Yes, even at the age of 20, I still had not really learned about how life works with regard to that. I went to school and church with mostly the same set of kids from the time I started going up until about that age, 18 or so, and had managed to keep in touch with most of the ones I cared about over those next couple years. It has been the years since then that have showed me just how fluid life is, and how easily and frequently your group of friends can change. Since graduating high school I've averaged a new chapter in my life about every two years or so, and with each new chapter comes a whole new group of people. I've been able to keep in touch with most of the ones that I care about, but the sheer number of people from my past who I've friended on MySpace or FaceBook who I've had absolutely nothing to say to beyond the initial "hey, I remember you" conversation is a pretty stark indication that no matter how badly I wished to the contrary as a child, my dad was right. It just ain't that simple, kiddo. People really do fade out of your life. People change, they grow apart, they move on. It's a part of life.

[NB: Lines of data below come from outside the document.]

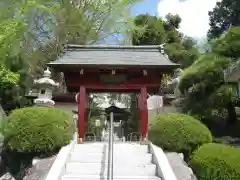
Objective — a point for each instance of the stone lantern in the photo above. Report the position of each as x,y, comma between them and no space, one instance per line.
45,87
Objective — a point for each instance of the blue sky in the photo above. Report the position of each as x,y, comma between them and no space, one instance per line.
147,6
194,13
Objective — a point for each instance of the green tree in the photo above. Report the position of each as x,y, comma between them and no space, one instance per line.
203,82
155,31
225,13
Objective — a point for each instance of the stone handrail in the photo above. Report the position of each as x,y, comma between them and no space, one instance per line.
63,156
164,169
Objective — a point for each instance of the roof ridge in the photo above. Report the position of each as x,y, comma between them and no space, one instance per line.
68,47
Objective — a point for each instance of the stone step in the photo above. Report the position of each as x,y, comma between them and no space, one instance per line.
98,177
118,158
116,149
101,168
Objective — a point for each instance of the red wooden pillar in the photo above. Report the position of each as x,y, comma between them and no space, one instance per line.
81,111
144,112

And having a late wife who passed from cancer a couple years ago I feel qualifies me fairly well to speak on the subject of people moving out of your life, sometimes no matter how tightly you try to hold them close.
I guess I just wanted to share my personal story of how I learned the lesson to enjoy the people you love while they are near. You never know when it might be the last time you're all together. It doesn't have to be tragic, it's just the way life works, so enjoy it. Don't overthink it (like I'm totally doing right now). Just cherish it. People will go, others will come to fill those spaces in your lives, but enjoy the times you get to have, and don't forget those people. Not very many people in your life will be with you over the course of many years, through thick and thin, through geographical, professional, and personal changes. Cherish those people most of all, but love your friends too while you've got 'em. I do. And yes, although not frequently, Adam and I do still talk, and still see each other once in a while, which is pretty cool.